What do I need to know about x-rays?
X-rays (actually called radiographs) are needed in dentistry to detect conditions that are not seen with the eyes. You might wonder why something that is not seen with the eyes could possibly be important. A cavity might be located between teeth and when it is small, it cannot be seen just by looking at the teeth. X-rays allow the dentist to find cavities between teeth when they are small. This early detection means less tooth structure has to be removed when the decay is removed. This is less time consuming for the patient as well as less costly. Early detection of problems is the best way to maximize the chance of successful treatment in all parts of medicine, and dentistry is no exception. X-rays also help to detect problems under the gums or in the bone where they cannot be seen until they become much more serious.
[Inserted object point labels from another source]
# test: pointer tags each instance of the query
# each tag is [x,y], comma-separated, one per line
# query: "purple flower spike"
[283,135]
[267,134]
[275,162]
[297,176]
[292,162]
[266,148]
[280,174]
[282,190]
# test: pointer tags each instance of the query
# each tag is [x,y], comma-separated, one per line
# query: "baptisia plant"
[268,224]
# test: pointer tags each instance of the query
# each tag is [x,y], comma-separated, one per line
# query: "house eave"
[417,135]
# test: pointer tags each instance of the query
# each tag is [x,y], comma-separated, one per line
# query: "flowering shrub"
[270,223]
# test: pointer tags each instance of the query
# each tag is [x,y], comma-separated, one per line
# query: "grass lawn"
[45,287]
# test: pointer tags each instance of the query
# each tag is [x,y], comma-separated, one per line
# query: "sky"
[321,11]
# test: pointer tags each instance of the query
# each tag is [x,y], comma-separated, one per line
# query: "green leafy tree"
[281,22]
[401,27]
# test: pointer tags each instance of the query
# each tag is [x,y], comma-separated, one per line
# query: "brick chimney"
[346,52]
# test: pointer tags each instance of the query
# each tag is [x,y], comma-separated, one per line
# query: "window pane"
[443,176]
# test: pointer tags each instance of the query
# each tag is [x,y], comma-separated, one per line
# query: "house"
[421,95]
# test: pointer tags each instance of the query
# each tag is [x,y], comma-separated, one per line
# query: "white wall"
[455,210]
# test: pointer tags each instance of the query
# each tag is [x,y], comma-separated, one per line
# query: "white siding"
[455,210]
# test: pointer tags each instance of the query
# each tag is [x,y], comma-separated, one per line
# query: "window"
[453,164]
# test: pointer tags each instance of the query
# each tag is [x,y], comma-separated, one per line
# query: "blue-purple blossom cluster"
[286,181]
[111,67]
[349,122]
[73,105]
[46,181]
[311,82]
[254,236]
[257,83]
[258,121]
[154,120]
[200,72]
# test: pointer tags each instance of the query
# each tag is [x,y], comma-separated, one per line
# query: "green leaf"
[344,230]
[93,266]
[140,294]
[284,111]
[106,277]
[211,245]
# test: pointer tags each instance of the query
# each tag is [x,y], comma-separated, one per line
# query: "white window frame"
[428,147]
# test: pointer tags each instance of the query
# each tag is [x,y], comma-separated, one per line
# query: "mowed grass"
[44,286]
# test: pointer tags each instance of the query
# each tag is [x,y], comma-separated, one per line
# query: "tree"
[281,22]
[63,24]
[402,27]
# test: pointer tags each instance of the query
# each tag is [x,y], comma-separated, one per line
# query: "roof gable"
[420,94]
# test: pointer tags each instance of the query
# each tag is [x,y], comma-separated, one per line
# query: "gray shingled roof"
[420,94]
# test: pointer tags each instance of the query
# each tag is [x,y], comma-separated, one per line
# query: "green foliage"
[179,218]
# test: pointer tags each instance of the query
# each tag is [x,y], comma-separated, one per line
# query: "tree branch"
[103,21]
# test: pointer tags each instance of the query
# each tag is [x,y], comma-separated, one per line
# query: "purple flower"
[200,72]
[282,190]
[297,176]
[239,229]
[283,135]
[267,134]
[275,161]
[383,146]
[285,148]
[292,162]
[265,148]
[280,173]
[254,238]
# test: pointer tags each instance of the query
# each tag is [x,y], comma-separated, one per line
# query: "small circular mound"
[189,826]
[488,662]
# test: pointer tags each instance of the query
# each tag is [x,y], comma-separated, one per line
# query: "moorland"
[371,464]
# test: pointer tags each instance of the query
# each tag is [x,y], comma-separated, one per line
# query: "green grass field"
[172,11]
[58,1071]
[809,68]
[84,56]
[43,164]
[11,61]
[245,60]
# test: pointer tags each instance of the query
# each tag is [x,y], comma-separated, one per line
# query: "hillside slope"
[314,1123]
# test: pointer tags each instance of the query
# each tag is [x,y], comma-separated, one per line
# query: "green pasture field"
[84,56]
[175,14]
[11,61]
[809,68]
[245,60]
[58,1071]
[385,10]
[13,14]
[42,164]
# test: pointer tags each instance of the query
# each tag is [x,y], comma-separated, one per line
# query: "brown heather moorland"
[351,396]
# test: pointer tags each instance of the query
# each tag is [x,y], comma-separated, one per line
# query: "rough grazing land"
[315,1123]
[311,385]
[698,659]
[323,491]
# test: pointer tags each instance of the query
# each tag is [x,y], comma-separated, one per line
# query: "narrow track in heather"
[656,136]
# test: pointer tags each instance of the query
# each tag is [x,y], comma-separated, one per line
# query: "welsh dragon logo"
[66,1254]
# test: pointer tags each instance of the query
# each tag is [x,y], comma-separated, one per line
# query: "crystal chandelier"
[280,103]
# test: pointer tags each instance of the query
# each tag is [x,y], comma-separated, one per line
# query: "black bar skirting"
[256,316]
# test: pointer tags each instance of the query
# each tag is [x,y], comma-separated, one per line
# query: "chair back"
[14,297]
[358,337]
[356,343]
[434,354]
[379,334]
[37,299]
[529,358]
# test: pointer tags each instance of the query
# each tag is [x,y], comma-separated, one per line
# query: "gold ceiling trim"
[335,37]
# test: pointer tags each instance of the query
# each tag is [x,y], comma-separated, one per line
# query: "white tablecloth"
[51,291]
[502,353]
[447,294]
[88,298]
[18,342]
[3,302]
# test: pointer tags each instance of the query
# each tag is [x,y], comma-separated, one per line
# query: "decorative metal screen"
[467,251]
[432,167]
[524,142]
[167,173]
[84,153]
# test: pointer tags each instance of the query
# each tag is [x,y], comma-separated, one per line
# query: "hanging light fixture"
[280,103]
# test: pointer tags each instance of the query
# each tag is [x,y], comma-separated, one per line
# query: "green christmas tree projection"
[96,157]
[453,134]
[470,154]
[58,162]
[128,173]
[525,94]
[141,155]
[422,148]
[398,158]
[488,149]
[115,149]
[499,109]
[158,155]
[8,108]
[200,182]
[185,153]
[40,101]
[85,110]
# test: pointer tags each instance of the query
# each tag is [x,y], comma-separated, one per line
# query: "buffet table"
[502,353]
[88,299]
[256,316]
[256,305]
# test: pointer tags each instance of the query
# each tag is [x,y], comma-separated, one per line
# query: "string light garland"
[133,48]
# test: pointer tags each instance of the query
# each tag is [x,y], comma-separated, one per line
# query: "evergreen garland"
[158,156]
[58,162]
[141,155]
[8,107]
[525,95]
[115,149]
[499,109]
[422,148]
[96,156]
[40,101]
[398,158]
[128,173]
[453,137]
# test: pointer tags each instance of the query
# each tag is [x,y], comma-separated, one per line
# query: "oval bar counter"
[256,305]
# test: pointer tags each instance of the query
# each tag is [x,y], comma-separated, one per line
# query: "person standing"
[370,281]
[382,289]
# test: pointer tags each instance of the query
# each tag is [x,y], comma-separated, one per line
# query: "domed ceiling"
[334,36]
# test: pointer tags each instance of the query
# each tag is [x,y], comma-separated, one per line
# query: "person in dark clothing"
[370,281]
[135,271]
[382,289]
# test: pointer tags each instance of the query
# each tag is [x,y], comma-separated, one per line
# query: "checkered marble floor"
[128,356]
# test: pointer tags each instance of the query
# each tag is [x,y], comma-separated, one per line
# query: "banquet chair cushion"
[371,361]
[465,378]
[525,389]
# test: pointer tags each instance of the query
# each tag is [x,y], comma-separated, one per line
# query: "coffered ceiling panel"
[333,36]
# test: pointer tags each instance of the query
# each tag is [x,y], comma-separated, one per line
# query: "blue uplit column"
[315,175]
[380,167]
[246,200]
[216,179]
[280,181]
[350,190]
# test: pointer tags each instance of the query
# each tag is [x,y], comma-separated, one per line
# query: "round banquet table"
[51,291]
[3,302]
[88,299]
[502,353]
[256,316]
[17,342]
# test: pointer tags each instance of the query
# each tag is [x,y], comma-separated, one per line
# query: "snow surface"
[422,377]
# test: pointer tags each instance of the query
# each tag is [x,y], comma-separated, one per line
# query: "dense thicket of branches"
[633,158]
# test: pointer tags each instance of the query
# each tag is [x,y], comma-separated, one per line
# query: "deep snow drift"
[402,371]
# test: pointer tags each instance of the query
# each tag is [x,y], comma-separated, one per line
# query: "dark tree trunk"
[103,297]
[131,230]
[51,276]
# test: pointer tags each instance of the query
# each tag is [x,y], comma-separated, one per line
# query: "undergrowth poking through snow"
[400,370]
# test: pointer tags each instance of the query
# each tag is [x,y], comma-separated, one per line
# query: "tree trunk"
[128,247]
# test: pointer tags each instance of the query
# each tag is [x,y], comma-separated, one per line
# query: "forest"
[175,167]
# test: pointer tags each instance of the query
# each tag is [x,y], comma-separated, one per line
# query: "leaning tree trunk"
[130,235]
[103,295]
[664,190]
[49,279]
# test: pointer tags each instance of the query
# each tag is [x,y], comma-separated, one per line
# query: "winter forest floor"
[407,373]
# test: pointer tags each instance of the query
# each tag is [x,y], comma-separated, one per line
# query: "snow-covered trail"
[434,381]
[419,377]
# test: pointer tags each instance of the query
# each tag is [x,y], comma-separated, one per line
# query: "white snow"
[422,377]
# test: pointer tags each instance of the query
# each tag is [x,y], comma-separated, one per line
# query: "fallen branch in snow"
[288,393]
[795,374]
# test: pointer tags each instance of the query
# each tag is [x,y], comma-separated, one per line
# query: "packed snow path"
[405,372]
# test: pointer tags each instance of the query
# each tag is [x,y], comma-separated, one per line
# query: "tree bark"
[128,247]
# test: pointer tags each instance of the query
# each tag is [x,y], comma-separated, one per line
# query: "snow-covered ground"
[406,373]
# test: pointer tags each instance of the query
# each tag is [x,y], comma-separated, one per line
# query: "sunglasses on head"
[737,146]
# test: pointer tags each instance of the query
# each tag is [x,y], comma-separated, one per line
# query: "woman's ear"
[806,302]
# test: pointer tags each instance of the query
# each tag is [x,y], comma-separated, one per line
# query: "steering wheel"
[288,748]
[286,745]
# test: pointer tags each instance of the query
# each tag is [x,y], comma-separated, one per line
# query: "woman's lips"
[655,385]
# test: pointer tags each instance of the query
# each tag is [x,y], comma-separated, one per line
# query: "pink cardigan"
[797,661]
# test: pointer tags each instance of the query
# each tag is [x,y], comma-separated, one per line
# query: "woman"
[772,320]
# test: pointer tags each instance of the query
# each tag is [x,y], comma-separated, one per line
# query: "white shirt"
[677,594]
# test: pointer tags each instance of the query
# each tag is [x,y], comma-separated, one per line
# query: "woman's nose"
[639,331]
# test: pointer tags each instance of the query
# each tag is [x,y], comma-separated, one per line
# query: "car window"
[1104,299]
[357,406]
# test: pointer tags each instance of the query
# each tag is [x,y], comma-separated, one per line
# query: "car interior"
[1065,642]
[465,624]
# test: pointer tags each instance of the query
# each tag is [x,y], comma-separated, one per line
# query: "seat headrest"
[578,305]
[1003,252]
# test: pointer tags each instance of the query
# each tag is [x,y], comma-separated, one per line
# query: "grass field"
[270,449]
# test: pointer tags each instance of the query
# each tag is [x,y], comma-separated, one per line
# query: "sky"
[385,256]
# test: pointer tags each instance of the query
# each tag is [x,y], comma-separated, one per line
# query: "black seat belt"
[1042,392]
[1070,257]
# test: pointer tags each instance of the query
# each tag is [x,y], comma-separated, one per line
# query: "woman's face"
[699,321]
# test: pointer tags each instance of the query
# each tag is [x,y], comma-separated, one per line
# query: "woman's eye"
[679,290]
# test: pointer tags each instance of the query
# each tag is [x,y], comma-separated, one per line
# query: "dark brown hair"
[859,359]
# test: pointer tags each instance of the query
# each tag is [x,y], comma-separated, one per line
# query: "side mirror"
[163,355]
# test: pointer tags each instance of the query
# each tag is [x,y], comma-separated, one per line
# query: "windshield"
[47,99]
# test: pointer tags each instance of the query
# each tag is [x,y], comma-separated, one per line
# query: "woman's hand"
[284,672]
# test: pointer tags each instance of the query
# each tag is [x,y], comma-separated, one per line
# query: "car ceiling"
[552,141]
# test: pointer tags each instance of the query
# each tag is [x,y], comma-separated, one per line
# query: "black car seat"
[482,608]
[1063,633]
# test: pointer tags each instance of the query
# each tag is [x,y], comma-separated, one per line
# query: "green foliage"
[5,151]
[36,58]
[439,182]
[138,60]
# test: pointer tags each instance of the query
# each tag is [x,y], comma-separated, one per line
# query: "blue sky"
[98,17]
Health Canada has guidelines for helping the dentist to decide how often x-rays should be done, but ultimately that decision is made on an individual basis for each patient. Several factors help the dentist decide when to do x-rays. For detection of cavities, the dentist considers factors like how well the patient brushes his or her teeth. Does the patient floss, and if so, how often? What kind of exposure to sweets does the patient have? What medications is the patient using? Some medications reduce salivary flow which puts the teeth at a higher risk of decay. Researchers tell us that the most accurate predictor of decay in the next couple of years for a particular patient is how much decay has been encountered by that patient in the last couple of years. How much root exposure does the person have. Exposed roots are much more likely to decay than enamel covered parts of the tooth. For detection of bony problems, there are other factors to consider. As well, if the patient is experiencing pain, depending on what kind of pain, the dentist may need an x-ray to decide what is causing the pain. A problem cannot be treated until it is understood what the problem is and which tooth or other structure in the mouth is causing the pain.
As well, sometimes x-rays are needed to monitor growth. The body forms all if its teeth properly so much of the time that often people forget that there can be developmental problems like teeth that do not form (congenitally missing teeth). It is important for a dentist and a patient to know when a tooth is congenitally missing. Often when wisdom teeth are expected (usually in the late teenage years), a large x-ray that allows the dentist to see all of the lower face is done to see the position of the expected wisdom teeth. This allows planning for whether the particular mouth has enough room for the wisdom teeth or if and when they might need to be removed. This large x-ray (called a panoramic radiograph) cannot be used to detect small cavities because its level of sharpness is not nearly of the quality of the smaller x-rays. Again, x-rays are commonly used in dentistry for prevention of problems or for solving problems before they become much larger.
Radiation is to be minimized because too much radiation can by unhealthy. Radiation used for dental radiographs is small. In the late 1950’s, the radiation needed to expose a dental film was about 6 times what it is today. This large reduction in the radiation needed to expose a dental film has mostly to do with advances in film technology. In the last few years with the addition of digital x-ray equipment in some offices, radiation is only one tenth as high as it is to produce today’s film x ray. So, with the latest technology (digital or filmless technology), only 1/60 of the radiation is needed to produce a dental image now as compared to the late 1950’s. You might wonder why the person taking the x-ray always leaves the room when the energy is released. This is because there is a process whereby the dentist weighs the expected benefits of doing the x-ray against the risks of doing the x-ray. Since the person operating the x-ray machine will realize no benefit at all from having the x-ray done, he or she removes himself or herself from the x-ray beam.
Some people refuse recommended x-rays. This makes proper (timely) diagnosis of some problems in the mouth impossible. Many dentists will dismiss a patient from the practice if they will not accept recommended x-rays after explanation regarding the need for the x-rays being recommended is fully explained. Simply put, the long term maintenance of your teeth is compromised when needed x-rays are not done. Be sure to discuss the reasons for recommended x-rays with your dentist if you have a question about the usefulness of what is suggested.